Prévention avant tout
Pour autant, Road Cross ne se fait guère d’illusions sur l’utilité de la répression: «10 ans d’emprisonnement ne feront pas d’un chauffard un bon conducteur, de même que le retrait de permis n’empêchera jamais un récidiviste de retoucher une voiture.» Michaël Cordier insiste donc sur la prévention large, l’éducation routière dans les écoles et clubs de sport.
«Nous sensibilisons aux causes (alcool, inattention, vitesse, drogue) mais aussi aux conséquences des acidents. Celles-ci ne sont pas que pénales et judiciaires, les conséquences civiles aussi peuvent être très lourdes, notamment quand votre assureur se retourne contre vous et vous endette à vie. Le chauffard n’est pas seulement celui qui commet une infraction grave. Une petite infraction, 60km/h plutôt que 50, peut avoir des conséquences dramatiques. Nous sommes tous potentiellement des délinquants de la route.»

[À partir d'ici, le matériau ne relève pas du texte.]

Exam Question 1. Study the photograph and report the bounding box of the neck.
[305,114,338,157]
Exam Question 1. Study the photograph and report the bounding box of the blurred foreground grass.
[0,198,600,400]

Les femmes devraient payer moins
Les femmes aussi? «Non, il y a quatre hommes qui se tuent pour une femme. Là où les femmes cabossent, les hommes désossent. Ceux qui sont favorables au système du casseur-payeur, déjà pris en considération par les assurances, devraient alors pousser leur logique jusqu'au bout et faire payer nettement moins les femmes que ce qui se fait actuellement.»
Objet praradoxal
Formé à la sociologie, Michael Cordier poursuit son analyse ainsi: « On vit dans une société totalement pacifiée où la route est un des derniers exutoires de la violence humaine. Certains demandent que l’on construise des circuits automobiles pour aller se défouler. Mais construit-on des bordels pour éviter le viol ou des stands de tir pour réduire la criminalité par arme à feu?"
"La voiture est un objet paradoxal, poursuit-il, à la fois de citoyenneté et de partage, mais aussi d’un individualisme forcené, comme un petit chez soi. Toute l’ambiguïté est là: comment faire avec un espace privé qui circule sur un espace public?»